“Vaping” increases in Alabama, especially among high school students
According to a report from the Centers for Disease Control and Prevention, Alabama high school students are following a growing trend of using e-cigarettes, also known as electronic nicotine delivery systems, or ENDS. Their use among high-school students more than tripled from 2013 to 2014. The 2015 Youth Risk Behavior Survey found that nearly a quarter of high school students are regular users.
ENDS are devices that deliver nicotine to the user through “vapor” rather than smoke. They do not require a flame and may be used one puff at a time. Actually, the “vapor” isn’t vapor at all. It is a concentrated aerosol that is created when a liquid containing mostly vegetable glycerin, propylene glycol, flavoring, and nicotine is heated by a battery-powered atomizer. This aerosol mixture is then inhaled by the user.
Today, the more popular ENDS products are refillable and reusable and can be customized with different flavored liquids, commonly known as e-juice or vape juice, different levels of nicotine, and other features that make these products appealing to youth and young adults.

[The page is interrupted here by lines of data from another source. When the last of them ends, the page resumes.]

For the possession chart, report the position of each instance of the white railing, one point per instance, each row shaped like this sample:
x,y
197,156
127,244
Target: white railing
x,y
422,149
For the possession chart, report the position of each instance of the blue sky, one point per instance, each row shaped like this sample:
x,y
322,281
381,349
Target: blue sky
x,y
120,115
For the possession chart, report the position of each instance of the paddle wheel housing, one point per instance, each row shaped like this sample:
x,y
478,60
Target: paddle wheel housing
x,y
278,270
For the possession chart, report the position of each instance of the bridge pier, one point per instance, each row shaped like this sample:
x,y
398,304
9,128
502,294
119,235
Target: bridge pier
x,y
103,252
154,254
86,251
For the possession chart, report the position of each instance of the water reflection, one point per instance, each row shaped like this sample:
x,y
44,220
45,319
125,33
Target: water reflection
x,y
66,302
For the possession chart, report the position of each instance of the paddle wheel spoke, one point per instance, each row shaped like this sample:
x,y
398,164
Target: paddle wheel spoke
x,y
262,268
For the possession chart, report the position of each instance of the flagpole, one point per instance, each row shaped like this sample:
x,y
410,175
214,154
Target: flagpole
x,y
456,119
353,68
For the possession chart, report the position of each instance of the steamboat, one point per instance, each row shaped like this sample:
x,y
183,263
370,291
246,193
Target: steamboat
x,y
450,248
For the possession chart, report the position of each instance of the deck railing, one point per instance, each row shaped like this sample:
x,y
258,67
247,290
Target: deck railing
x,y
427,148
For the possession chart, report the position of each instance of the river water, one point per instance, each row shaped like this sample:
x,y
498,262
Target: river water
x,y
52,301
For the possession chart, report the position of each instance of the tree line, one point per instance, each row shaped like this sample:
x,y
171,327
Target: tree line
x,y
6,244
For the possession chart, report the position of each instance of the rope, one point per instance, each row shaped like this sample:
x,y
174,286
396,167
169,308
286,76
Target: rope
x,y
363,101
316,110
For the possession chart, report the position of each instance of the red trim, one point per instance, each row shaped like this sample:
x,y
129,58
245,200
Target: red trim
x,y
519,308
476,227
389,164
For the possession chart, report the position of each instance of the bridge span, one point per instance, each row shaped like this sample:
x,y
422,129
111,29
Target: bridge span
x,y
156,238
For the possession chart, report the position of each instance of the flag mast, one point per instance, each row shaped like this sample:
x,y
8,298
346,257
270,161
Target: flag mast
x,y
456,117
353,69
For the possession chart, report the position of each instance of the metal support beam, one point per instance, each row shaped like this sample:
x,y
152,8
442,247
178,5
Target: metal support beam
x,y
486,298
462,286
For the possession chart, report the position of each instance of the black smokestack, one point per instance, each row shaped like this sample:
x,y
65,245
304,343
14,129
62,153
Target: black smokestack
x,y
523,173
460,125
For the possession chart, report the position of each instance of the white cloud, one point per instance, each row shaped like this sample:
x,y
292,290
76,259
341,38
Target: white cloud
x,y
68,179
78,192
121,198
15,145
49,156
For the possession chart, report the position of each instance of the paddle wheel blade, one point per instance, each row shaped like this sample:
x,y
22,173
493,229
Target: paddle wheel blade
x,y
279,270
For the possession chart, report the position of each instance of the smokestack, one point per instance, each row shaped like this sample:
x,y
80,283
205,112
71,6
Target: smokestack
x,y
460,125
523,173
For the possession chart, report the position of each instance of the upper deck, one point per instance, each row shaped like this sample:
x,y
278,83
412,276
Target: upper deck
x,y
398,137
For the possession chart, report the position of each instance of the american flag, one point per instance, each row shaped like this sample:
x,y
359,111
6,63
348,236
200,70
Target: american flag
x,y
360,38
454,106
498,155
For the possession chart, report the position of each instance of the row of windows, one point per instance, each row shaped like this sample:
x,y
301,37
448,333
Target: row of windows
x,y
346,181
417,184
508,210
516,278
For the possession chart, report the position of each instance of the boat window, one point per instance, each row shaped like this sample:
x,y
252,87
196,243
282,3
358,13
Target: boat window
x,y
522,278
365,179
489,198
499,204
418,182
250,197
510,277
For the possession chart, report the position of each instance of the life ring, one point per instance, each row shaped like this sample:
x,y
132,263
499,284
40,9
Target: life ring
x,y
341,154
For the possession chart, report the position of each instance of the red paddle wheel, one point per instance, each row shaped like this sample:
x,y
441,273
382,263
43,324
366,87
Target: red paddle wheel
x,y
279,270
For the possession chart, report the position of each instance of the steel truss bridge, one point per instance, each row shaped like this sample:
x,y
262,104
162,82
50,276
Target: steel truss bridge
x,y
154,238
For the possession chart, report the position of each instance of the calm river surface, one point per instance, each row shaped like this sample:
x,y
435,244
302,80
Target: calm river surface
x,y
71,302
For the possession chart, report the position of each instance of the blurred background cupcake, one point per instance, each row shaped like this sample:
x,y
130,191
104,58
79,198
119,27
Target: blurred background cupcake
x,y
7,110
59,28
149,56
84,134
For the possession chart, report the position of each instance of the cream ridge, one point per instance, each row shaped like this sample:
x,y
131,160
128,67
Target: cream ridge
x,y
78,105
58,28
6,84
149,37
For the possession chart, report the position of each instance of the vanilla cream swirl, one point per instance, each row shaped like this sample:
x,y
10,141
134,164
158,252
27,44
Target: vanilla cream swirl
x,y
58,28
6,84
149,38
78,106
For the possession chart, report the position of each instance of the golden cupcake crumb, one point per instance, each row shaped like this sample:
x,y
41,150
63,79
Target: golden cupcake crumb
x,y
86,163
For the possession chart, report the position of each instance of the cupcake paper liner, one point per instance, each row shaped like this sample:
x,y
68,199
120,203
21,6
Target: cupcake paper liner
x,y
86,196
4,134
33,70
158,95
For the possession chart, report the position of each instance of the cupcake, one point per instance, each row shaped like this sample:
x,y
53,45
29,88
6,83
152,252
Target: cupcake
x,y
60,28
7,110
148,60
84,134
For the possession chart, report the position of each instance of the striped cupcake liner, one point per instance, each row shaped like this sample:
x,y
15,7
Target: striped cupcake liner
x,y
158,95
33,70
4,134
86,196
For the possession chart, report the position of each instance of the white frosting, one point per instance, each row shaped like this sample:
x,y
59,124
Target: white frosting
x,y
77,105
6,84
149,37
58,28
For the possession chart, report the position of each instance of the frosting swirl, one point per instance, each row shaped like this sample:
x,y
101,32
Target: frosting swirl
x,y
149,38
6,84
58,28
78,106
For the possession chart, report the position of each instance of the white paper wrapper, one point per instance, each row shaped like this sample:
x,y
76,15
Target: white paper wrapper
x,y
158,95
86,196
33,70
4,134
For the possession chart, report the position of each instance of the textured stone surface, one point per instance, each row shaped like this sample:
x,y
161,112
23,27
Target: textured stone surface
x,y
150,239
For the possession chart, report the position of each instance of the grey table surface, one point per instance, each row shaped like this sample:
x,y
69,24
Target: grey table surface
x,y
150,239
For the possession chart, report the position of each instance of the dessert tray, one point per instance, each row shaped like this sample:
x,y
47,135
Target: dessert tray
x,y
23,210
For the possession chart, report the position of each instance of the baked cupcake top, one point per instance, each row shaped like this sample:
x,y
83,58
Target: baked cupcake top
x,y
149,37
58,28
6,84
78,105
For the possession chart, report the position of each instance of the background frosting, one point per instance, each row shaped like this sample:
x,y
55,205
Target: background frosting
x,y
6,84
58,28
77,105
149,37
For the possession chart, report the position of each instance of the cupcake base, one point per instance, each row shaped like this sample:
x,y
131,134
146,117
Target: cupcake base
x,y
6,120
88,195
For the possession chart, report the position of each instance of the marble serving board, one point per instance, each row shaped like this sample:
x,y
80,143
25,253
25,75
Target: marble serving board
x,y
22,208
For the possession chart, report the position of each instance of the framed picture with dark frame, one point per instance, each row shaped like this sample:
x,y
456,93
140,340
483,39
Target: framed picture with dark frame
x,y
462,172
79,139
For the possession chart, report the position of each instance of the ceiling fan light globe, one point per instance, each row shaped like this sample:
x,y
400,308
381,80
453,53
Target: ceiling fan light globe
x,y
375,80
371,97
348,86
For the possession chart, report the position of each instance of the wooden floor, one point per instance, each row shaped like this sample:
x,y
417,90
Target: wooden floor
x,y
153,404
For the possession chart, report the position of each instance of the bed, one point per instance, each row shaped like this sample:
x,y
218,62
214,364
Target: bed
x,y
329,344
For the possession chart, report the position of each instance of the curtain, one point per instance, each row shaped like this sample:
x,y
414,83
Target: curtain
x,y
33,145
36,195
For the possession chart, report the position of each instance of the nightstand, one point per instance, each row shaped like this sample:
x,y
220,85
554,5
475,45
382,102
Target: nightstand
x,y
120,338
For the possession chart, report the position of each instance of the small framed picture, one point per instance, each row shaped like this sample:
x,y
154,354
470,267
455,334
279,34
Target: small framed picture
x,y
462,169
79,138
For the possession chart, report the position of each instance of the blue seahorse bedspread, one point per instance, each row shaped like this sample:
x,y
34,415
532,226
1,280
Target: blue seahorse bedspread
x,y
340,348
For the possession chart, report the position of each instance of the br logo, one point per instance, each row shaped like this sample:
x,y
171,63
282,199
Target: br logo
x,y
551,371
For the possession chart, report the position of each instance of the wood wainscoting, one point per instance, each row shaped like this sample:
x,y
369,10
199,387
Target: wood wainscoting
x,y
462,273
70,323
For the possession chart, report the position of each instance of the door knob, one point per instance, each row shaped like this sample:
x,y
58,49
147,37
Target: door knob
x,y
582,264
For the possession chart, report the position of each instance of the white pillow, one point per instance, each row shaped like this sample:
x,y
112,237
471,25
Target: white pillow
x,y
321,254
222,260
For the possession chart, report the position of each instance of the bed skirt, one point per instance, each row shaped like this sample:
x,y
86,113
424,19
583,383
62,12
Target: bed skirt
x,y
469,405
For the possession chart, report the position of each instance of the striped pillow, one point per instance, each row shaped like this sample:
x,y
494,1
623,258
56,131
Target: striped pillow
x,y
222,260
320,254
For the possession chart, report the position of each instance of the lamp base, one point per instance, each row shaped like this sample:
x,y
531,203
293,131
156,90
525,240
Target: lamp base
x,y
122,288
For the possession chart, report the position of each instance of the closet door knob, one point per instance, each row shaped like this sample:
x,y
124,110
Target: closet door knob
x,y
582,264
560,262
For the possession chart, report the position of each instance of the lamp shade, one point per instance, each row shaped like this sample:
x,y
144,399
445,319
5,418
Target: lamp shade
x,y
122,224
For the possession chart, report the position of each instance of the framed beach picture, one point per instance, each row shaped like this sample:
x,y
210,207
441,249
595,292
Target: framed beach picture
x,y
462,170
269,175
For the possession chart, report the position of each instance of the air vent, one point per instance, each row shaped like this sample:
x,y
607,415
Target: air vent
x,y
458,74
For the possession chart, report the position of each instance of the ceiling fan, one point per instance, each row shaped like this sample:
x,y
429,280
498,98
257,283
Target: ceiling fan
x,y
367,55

Much debate centers on whether these products are “safe.” Currently, Alabama does not regulate ENDS in any way. We may not know the harmful ramifications of this product for decades, and there is every chance that their use may be a gateway for users to develop an addiction to nicotine that could last a lifetime. ENDS are not necessarily an alternative to cigarettes; some people use both products.
In Alabama, ENDS purchasers must be at least 19 years of age. However, unlike tobacco products, retailers currently are not required to obtain a permit to sell them. Therefore, these products are not subject to the same compliance checks as traditional cigarettes.
In 2016, the U.S. Food and Drug Administration (FDA) finalized a rule extending its regulatory authority to cover all tobacco products, including vaporizers, vape pens, hookah pens, e-cigarettes, e-pipes, and all other ENDS. FDA now regulates the manufacture, import, packaging, labeling, advertising, promotion, sale, and distribution of ENDS. This includes components and parts of ENDS, but excludes accessories.
More research needs to be conducted on the long-term health effects from the use of these products. While it is true that ENDS do not contain the same cancer-causing chemicals as traditional cigarettes, some health risks are still involved with their use.